Tenet suggested Congress conduct hearings to "examine the world we will face over the next 20-30 years." James Woolsey, who headed the CIA from 1993 to 1995, said earlier geopolitical changes posed stark challenges to U.S. spy agencies.
When he took over the CIA, "it was as if we had been struggling for a dragon 45 years and finally defeated it — the Soviet Union — and then found ourselves in the jungle with a lot of poisonous snakes," Woolsey said. "The snakes were harder to keep track of than the dragon."

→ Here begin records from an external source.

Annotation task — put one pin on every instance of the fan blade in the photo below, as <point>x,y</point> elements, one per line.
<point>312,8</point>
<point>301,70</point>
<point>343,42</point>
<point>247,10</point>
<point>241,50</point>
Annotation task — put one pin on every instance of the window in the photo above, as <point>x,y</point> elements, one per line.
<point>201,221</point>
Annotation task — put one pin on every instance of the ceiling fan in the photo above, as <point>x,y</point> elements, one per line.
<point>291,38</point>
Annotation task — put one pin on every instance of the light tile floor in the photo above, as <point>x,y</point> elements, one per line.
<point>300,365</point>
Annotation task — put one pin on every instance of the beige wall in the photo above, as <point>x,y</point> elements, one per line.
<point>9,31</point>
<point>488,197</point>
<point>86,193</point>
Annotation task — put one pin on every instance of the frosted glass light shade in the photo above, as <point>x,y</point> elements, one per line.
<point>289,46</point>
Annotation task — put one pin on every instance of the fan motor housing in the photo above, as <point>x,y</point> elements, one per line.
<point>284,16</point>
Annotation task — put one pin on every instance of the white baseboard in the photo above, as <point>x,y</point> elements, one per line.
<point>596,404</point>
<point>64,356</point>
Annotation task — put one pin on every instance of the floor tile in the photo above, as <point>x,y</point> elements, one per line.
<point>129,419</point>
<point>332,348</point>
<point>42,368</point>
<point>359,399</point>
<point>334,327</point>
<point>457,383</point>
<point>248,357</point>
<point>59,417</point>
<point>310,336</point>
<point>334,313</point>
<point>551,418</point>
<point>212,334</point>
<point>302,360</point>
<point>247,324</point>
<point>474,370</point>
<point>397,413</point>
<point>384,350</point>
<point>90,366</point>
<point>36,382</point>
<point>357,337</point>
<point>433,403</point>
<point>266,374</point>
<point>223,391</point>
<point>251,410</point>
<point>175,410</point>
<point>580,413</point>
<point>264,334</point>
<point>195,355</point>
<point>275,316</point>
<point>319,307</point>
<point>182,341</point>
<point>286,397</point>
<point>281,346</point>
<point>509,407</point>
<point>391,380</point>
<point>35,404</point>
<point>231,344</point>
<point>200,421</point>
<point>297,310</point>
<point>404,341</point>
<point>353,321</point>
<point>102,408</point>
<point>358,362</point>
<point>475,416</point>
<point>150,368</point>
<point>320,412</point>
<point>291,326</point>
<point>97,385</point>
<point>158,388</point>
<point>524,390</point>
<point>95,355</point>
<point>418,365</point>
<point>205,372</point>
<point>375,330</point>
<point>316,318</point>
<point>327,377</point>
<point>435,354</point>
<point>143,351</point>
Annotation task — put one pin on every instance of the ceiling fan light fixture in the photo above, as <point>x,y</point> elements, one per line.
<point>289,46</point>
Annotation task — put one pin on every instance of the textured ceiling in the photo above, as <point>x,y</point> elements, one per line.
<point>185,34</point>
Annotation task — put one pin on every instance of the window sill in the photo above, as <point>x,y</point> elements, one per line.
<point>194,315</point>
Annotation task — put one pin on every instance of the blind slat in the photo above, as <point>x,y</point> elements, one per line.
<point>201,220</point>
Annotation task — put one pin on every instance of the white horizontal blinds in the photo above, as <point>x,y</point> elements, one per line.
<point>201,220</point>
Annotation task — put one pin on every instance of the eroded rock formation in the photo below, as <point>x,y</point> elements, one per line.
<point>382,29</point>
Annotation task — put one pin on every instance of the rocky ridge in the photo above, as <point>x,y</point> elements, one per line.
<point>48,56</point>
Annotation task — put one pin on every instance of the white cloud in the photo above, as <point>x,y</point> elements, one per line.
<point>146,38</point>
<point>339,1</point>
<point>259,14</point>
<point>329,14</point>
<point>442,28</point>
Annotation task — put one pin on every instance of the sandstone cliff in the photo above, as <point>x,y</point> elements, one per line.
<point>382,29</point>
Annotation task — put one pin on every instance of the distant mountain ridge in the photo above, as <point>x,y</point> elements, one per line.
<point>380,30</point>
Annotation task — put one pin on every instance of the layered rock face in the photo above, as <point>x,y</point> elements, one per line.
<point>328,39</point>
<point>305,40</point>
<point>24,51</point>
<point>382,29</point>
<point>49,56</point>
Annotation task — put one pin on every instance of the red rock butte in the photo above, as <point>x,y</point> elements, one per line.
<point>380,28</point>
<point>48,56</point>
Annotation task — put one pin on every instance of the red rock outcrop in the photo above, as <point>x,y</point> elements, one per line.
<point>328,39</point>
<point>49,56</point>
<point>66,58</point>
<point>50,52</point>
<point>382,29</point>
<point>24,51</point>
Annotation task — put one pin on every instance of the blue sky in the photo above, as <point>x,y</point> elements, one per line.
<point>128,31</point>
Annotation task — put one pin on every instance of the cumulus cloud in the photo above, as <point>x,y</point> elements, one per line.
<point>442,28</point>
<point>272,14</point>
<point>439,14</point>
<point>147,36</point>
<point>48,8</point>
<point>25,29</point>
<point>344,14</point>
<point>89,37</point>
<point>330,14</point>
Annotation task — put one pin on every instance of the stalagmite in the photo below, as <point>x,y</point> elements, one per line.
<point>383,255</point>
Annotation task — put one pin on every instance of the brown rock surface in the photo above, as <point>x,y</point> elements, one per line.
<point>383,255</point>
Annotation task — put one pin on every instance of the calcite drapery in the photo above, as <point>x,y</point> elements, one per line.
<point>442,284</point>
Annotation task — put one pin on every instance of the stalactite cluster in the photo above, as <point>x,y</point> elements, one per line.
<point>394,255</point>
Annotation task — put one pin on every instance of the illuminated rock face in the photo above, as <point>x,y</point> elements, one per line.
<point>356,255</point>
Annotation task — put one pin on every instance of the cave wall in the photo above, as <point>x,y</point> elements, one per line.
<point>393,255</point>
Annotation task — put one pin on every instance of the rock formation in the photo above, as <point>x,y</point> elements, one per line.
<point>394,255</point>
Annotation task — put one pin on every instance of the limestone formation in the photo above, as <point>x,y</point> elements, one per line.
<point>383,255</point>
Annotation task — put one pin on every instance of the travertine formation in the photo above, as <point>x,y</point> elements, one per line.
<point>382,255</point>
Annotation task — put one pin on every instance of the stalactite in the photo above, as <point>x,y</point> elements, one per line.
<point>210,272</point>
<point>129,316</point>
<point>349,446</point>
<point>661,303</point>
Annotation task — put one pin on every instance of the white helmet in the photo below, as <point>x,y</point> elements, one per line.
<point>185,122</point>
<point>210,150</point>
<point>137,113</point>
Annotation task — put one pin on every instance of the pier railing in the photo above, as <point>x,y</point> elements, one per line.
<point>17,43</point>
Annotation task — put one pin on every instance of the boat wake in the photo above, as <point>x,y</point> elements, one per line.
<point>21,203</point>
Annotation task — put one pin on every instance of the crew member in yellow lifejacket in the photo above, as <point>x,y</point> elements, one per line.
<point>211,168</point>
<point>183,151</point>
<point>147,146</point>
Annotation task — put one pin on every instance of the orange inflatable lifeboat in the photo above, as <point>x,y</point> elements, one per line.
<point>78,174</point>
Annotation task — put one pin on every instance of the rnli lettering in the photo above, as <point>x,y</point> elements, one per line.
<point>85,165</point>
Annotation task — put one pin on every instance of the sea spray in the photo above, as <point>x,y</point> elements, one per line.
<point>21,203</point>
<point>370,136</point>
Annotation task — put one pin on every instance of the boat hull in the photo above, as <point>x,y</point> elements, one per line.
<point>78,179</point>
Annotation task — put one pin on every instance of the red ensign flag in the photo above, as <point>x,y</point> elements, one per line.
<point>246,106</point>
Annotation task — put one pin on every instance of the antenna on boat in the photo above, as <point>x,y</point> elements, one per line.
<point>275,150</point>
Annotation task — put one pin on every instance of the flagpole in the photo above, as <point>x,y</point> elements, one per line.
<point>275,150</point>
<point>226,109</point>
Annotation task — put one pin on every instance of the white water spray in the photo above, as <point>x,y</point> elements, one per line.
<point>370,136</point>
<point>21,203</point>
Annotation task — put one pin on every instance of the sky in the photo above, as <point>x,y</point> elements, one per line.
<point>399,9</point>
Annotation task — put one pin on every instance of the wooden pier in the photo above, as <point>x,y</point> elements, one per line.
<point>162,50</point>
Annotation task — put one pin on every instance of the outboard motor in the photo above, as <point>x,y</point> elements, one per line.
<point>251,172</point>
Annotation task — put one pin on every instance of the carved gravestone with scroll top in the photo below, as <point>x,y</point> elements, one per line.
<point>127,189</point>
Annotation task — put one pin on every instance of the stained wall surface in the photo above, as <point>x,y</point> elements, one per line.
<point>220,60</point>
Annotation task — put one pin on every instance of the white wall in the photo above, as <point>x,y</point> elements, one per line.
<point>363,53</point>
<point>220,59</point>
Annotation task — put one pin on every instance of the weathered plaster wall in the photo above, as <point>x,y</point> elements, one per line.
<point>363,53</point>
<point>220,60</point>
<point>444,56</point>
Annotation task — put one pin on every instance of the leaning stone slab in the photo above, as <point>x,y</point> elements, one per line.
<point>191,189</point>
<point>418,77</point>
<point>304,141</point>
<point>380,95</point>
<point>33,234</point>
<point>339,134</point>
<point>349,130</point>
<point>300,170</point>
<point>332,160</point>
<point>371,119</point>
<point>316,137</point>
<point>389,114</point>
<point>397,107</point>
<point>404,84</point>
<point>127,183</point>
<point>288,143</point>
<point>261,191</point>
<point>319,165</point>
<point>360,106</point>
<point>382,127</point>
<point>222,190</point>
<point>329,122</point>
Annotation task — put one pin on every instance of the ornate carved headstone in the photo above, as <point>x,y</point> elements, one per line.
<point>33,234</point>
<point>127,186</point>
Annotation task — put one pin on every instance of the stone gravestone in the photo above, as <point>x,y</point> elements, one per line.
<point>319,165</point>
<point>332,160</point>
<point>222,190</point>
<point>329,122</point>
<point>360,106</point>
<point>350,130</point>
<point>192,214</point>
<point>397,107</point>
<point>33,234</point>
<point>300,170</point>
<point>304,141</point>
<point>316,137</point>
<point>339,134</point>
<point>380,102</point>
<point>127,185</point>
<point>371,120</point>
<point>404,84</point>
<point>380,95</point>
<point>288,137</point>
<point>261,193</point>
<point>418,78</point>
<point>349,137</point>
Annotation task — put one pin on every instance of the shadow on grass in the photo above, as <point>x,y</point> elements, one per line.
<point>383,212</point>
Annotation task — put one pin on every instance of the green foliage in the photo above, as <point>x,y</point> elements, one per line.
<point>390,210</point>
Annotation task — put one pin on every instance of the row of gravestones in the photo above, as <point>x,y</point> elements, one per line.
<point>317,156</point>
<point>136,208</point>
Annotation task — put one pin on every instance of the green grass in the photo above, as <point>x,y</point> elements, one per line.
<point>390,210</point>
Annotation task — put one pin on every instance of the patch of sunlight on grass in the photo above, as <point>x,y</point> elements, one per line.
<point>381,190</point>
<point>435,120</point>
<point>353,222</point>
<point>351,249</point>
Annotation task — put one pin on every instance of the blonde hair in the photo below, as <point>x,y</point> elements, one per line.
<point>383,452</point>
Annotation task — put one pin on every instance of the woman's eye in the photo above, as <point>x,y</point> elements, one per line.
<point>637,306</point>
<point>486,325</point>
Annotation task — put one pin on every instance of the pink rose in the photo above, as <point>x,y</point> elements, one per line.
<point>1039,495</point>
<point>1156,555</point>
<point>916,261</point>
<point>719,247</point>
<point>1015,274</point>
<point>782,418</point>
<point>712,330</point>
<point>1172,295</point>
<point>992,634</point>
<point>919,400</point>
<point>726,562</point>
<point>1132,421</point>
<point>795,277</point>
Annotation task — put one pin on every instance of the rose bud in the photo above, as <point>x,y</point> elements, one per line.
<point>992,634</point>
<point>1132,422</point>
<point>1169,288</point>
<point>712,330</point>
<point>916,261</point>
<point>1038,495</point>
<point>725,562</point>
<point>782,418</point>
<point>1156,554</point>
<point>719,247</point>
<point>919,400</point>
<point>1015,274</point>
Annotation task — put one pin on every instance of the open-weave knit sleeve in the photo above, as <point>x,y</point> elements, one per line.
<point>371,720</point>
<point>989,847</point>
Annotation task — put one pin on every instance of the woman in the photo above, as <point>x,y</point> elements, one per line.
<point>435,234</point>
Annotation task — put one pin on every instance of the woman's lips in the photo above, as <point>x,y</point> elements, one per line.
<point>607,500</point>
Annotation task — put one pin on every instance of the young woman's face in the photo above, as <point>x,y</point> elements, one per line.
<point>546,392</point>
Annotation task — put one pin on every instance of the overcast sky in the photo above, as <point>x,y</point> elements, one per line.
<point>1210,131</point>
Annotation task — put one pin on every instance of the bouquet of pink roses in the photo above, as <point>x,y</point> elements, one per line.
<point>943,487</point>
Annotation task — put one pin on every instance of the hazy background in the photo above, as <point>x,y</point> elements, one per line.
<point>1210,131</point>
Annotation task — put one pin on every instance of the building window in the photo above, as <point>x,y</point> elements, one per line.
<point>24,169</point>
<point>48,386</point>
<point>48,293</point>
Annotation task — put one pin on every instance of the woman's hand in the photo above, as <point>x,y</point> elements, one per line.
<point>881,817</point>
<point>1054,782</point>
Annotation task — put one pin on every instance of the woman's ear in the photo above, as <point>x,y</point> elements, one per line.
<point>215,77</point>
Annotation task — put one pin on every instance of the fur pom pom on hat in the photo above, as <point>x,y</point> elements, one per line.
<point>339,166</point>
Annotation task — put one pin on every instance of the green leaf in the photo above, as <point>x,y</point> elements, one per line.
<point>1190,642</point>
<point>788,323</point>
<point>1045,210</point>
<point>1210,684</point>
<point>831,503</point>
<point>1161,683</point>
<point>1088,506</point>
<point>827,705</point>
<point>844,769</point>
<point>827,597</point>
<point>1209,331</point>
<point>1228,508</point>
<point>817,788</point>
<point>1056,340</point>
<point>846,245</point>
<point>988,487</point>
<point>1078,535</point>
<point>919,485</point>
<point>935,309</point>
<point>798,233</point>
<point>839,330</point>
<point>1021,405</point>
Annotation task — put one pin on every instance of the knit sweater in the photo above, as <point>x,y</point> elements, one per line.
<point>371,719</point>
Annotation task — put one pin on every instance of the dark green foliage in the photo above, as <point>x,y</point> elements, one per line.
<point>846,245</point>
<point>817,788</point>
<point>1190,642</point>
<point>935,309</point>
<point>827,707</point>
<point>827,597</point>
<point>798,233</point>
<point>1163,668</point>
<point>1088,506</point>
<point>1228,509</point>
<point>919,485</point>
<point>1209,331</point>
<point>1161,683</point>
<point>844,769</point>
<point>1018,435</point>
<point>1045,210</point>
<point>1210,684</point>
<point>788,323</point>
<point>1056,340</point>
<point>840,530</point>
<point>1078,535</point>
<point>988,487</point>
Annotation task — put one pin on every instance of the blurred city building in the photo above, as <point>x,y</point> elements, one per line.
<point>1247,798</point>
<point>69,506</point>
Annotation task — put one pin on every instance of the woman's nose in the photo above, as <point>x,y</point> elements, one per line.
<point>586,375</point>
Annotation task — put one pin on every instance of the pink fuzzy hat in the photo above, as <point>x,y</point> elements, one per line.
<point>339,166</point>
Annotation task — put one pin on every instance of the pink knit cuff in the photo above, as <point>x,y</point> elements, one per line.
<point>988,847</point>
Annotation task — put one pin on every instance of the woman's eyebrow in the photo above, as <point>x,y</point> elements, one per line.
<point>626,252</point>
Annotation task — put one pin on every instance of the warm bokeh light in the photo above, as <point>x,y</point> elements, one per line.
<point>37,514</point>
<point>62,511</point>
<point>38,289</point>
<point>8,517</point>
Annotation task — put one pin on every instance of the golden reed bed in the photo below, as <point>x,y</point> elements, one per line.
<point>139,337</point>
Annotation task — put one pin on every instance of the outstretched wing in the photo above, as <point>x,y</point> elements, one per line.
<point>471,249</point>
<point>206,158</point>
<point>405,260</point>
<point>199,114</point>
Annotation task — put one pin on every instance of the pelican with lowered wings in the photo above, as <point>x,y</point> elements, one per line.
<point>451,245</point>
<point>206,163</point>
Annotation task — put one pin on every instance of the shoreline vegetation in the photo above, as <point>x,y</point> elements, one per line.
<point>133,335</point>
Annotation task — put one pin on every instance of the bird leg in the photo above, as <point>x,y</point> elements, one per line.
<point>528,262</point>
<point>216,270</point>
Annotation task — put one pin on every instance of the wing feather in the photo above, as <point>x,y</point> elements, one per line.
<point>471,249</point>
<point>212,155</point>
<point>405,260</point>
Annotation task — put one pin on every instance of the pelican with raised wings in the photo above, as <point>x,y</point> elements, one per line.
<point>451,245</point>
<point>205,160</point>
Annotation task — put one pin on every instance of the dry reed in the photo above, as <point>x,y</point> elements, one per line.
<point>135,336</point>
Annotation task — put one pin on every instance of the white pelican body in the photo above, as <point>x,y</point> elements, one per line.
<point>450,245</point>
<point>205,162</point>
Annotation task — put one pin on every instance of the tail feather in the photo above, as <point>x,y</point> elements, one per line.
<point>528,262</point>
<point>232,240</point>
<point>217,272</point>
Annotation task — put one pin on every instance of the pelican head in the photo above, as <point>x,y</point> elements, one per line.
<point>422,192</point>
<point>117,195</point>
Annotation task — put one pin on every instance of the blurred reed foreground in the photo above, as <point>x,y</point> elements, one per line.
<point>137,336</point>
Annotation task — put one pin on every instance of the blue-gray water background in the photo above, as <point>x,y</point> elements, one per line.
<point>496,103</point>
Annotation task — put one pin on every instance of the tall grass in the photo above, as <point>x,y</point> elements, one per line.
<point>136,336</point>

Some have suggested the United States needs a separate domestic spy agency, like Britain's MI5. But neither Woolsey nor Pomerantz was enthusiastic about the creation of a new intelligence agency
"I think the director of central intelligence needs more authority like that than he has now," Woolsey told the Early Show. "I'm not yet over the fence in saying we need a whole new office."
Pomerantz was also skeptical.
"The idea of taking — creating a new agency and taking that responsibility away from the FBI is not good for the civil liberties of this country and not good for the protection of its citizens," he said. "They can do the job."
Separately, House Judiciary Committee Chairman Jim Sensenbrenner called for Jamie Gorelick to resign from the commission Wednesday, citing a memo she wrote as a deputy attorney general on separating counterintelligence from criminal investigations.
Gorelick said she would not resign. Kean backed her up, telling reporters, "People ought to stay out of our business."